Spine (Phila Pa 1976). 1998 Jul 1;23(13):1494-6. doi: 10.1097/00007632-199807010-00012.
Report of a child who sustained an acute atlantoaxial rotatory dislocation, associated with fractures of the clavicle and the temporal bone, and rupture of the alar ligament demonstrated by magnetic resonance imaging.
To describe the radiographic and pathoanatomic characteristics of the injury process.
Only five cases of traumatic atlantoaxial rotatory dislocation associated with fracture of the clavicle have been reported previously. This is the first report of a ruptured alar ligament demonstrated on magnetic resonance imaging in a patient with atlantoaxial rotatory dislocation associated with fractures of the clavicle and the temporal bone.

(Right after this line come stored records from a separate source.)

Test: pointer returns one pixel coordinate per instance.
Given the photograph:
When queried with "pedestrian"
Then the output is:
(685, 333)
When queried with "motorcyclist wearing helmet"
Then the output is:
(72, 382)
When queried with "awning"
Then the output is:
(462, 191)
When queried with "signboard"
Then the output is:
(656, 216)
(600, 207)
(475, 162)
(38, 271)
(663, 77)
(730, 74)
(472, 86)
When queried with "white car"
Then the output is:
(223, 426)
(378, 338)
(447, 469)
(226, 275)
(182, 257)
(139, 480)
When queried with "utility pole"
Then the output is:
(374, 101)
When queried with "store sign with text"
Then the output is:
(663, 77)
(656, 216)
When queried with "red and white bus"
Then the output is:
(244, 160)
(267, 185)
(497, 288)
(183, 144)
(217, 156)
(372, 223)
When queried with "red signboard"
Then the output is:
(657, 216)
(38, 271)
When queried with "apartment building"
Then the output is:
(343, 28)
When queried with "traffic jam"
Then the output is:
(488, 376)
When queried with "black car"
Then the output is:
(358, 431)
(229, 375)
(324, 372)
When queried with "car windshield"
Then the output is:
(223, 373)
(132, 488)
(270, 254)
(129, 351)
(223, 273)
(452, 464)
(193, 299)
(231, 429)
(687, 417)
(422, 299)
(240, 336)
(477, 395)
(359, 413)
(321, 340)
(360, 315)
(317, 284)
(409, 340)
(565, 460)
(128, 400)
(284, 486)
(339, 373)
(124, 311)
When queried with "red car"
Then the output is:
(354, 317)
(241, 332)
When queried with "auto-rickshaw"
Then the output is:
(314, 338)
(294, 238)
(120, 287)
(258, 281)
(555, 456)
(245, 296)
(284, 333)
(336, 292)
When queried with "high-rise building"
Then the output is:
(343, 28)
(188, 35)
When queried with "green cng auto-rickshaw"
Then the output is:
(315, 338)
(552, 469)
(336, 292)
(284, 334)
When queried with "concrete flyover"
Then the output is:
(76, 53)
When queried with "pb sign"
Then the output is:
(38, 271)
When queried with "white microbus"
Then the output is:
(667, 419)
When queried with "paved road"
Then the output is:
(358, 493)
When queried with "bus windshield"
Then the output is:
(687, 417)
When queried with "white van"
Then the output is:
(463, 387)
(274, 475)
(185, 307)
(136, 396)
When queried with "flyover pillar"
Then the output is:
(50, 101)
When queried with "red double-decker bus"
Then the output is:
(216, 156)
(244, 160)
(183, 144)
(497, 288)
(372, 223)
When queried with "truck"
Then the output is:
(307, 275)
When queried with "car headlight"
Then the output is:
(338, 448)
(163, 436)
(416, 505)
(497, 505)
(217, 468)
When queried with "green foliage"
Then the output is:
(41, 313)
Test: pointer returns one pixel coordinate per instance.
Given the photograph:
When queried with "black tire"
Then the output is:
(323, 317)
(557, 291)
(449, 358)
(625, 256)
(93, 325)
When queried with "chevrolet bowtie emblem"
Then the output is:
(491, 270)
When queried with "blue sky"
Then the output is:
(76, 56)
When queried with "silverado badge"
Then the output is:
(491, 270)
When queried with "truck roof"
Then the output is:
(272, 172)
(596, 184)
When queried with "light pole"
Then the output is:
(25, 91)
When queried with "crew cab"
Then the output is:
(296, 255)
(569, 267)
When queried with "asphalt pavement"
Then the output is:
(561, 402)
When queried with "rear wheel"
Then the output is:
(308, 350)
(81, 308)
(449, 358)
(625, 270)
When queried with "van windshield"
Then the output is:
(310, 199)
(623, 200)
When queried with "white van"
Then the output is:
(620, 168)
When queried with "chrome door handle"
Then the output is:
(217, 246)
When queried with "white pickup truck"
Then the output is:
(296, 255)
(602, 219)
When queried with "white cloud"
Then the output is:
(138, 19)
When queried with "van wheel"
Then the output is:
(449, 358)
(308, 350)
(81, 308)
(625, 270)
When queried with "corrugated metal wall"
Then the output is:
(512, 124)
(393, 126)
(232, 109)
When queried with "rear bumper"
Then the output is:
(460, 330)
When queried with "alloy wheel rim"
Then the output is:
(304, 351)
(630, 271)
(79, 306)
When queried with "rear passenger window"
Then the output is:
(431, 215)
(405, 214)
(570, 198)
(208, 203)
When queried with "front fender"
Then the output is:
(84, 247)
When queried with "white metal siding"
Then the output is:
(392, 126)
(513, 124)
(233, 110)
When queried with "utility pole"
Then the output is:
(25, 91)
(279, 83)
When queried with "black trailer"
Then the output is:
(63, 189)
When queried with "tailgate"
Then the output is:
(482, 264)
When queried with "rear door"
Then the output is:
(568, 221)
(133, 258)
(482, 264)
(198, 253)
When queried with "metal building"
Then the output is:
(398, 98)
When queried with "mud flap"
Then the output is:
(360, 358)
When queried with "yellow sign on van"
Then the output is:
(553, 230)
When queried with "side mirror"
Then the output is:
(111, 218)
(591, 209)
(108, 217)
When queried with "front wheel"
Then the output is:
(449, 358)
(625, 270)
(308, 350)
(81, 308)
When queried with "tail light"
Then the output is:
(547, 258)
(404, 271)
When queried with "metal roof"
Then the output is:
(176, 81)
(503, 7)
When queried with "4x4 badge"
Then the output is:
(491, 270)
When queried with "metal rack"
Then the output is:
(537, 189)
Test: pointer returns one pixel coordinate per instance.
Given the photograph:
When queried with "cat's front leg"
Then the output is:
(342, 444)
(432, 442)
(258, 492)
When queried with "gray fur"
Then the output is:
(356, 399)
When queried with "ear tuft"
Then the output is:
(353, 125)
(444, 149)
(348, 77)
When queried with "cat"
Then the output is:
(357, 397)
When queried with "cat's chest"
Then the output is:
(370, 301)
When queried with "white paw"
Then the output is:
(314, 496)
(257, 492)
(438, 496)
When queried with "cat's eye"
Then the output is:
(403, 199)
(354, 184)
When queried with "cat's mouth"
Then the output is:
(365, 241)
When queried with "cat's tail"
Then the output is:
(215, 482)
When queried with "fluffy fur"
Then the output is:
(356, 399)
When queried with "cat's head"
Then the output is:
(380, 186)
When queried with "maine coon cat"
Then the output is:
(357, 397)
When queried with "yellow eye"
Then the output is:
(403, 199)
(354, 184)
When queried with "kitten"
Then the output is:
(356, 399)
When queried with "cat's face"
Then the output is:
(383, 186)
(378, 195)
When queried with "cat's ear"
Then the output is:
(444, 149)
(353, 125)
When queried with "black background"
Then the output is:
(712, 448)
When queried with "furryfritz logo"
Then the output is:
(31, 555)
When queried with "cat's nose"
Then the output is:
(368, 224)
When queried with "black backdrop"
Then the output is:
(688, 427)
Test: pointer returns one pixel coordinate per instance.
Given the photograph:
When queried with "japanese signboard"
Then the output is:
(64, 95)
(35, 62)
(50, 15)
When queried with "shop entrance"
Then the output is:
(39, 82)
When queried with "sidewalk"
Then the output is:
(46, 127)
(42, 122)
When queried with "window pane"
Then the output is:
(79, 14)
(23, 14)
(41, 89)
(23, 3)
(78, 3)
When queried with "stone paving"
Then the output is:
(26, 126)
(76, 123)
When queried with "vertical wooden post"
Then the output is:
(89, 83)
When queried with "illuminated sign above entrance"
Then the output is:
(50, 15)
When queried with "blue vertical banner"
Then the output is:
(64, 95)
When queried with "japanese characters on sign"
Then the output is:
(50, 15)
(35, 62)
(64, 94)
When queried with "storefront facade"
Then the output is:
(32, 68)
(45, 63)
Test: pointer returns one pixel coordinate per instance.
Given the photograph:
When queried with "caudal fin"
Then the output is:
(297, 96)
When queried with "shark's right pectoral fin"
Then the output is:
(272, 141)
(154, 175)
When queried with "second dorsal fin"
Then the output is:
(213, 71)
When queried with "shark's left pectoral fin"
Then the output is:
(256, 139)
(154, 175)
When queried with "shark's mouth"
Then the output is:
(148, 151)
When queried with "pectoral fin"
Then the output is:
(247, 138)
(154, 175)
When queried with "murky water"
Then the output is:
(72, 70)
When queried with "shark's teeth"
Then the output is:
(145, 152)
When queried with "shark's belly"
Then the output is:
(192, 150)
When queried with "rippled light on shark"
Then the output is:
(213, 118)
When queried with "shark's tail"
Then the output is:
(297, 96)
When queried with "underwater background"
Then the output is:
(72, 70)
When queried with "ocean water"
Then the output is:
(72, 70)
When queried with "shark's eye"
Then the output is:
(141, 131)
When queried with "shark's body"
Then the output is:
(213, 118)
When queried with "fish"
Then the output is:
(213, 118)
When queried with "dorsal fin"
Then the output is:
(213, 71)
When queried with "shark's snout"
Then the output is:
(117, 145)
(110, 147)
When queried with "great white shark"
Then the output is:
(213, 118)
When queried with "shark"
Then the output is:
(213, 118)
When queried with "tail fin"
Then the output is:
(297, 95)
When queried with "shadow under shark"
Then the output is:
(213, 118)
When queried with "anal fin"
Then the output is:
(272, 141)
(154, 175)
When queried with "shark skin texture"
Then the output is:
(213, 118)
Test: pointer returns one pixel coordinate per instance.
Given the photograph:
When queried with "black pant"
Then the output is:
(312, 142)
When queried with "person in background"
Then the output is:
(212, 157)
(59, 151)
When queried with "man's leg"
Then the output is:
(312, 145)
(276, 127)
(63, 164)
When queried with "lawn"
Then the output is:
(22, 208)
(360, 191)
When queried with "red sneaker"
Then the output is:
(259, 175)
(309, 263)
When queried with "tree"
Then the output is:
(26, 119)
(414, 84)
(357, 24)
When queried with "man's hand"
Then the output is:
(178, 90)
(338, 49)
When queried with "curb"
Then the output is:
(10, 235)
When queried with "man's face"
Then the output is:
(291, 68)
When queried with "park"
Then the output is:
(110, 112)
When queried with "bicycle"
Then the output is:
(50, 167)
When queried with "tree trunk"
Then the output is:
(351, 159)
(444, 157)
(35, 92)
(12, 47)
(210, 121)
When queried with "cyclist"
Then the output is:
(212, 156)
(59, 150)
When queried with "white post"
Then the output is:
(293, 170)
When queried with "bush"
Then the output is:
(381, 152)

Computed tomography revealed the Type 1 rotatory dislocation described by Fielding and Hawkins, and magnetic resonance imaging delineated the ruptured alar ligament.
Traction in a halter, followed by 6 weeks of immobilization with a cervical collar, was successful in the management of the injury.
Concomitant fractures of the right temporal bone and the right clavicle may yield excessive left rotation of the atlas on the axis, resulting in the rupture of the right alar ligament. Awareness of this condition allows early diagnosis and effective conservative treatment.
报告一名儿童发生急性寰枢椎旋转性脱位,伴有锁骨和颞骨骨折,磁共振成像显示翼状韧带断裂。
描述损伤过程的影像学和病理解剖特征。
此前仅报道过5例创伤性寰枢椎旋转性脱位合并锁骨骨折的病例。这是首例在磁共振成像中显示翼状韧带断裂的寰枢椎旋转性脱位患者,该患者还伴有锁骨和颞骨骨折。
计算机断层扫描显示了菲尔丁和霍金斯描述的I型旋转性脱位,磁共振成像描绘了断裂的翼状韧带。
采用颈托牵引,随后用颈托固定6周,成功治疗了该损伤。
右侧颞骨和右侧锁骨同时骨折可能导致寰椎在枢椎上过度向左旋转,从而导致右侧翼状韧带断裂。认识到这种情况有助于早期诊断和有效的保守治疗。